Former Vice President Hubert Humphrey once said, “The moral test of government is how that government treats those who are in the dawn of life, the children; those who are in the twilight of life, the elderly; and those who are in the shadows of life, the sick, the needy and the handicapped.”
I am eager to put those values into action in my new role as Senate Chairman of the Public Health Committee in the Massachusetts Legislature. Specifically, there are three key priorities on which I will be focusing.
The first key priority is working to address the opioid crisis and related addiction and mental health issues. No community is immune to this terrible scourge. Although significant steps have been taken at the state and community-level to improve prevention and treatment, the behavioral healthcare system in Massachusetts continues to be fragmented and under-funded. Too often, addiction is still treated as a criminal justice problem rather than a healthcare problem. We need to consider all possible strategies to strengthen education and prevention, and improve the accessibility and affordability of treatment options.
Fortunately, there are several positive signs for the year ahead. I commend the Governor for convening his Opioid Addiction Working Group, and I look forward to the Working Group’s list of policy recommendations, expected to be released this May. I also commend Attorney General Maura Healey for her early focus on opiate and prescription drug abuse, including attention to drug addiction among pregnant mothers-to-be. Additionally, legislative leadership has made it clear that combatting substance abuse and addiction will be a top priority for the current legislative session.
The second key priority is working to address tobacco use and nicotine addiction, especially among our young people. Although cigarette smoking has been on the decline among both young people and adults, the tobacco industry is aggressively marketing a wide range of new products, including fruit flavored cigars, smokeless tobacco, and e-cigarettes. For the first time, the rate of high school students’ use of other tobacco products has exceeded even the rate of cigarette smoking. These products are getting a new generation addicted to nicotine and can cause a variety of harmful health impacts.
Tobacco use continues to be the leading preventable cause of death and disability in Massachusetts and is responsible for billions of dollars in healthcare costs. We must take steps to strengthen our tobacco laws, following the lead of many of our cities and towns who have already restricted the availability, sale, packaging, and marketing of new tobacco products to help protect minors.
The third key priority is building on the accomplishments of our prevention & wellness efforts. In 2012, we enacted landmark legislation aimed at improving the quality of care while containing the unsustainable rise in healthcare costs. This legislation is expected to save the Commonwealth $200 billion over the next fifteen years. A key component of this effort is a paradigm shift in our healthcare system — moving away from our current sick care system to a well care system; from a system geared primarily toward treating illness to one geared toward keeping people healthy and preventing chronic illness.

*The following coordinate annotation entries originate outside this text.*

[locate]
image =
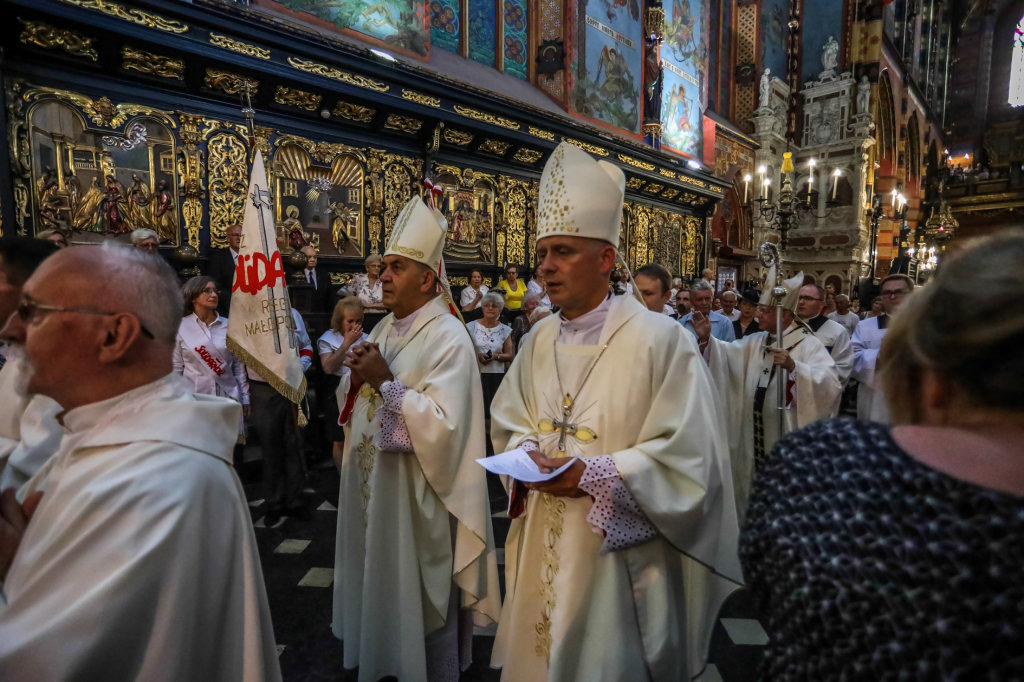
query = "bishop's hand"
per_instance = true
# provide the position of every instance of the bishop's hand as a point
(565, 484)
(367, 359)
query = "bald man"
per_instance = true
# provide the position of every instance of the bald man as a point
(130, 555)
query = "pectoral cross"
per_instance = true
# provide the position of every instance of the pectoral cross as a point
(563, 424)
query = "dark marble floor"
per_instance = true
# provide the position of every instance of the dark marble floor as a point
(298, 568)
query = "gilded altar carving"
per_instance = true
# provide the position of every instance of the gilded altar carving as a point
(635, 162)
(229, 83)
(44, 35)
(543, 134)
(420, 98)
(337, 75)
(527, 156)
(239, 46)
(298, 98)
(486, 118)
(353, 112)
(190, 174)
(402, 123)
(586, 147)
(147, 62)
(228, 182)
(131, 14)
(495, 146)
(457, 137)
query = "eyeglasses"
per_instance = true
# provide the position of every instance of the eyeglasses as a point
(29, 309)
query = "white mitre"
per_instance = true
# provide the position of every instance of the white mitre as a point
(792, 285)
(580, 197)
(417, 235)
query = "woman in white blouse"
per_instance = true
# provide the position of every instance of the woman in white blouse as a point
(201, 353)
(494, 346)
(345, 332)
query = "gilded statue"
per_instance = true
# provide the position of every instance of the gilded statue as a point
(165, 214)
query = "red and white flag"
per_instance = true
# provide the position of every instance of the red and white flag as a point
(260, 330)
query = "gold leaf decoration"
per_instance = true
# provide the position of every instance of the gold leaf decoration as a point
(299, 98)
(486, 118)
(147, 62)
(229, 83)
(49, 37)
(131, 14)
(586, 147)
(456, 137)
(335, 74)
(353, 112)
(495, 146)
(402, 123)
(635, 163)
(420, 98)
(543, 134)
(239, 46)
(527, 156)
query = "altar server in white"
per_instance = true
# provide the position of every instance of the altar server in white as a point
(745, 372)
(867, 341)
(131, 555)
(415, 547)
(613, 569)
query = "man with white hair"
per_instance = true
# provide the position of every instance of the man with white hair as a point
(130, 554)
(612, 567)
(145, 240)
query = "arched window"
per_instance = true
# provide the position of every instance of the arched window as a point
(1017, 68)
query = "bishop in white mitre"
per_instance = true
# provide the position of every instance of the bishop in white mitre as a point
(614, 569)
(745, 373)
(416, 565)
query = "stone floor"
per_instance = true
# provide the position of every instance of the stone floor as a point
(298, 568)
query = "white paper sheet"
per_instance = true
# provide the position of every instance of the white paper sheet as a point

As part of that landmark legislation in 2012, we created a first-in-the-nation Prevention and Wellness Trust. This Trust now serves as a conduit for high-impact, competitive grants to communities across the Commonwealth to implement proven interventions that address the most prevalent, most preventable, and most costly health conditions facing Massachusetts residents. I look forward to building on the success of the Prevention and Wellness Trust, as we seek to continue this fundamental paradigm shift in our healthcare system from our current sick care system to a well care system.
I look forward to my work leading the Public Health committee and the positive impact we can have on the well-being of our families and communities. I welcome your input and feedback.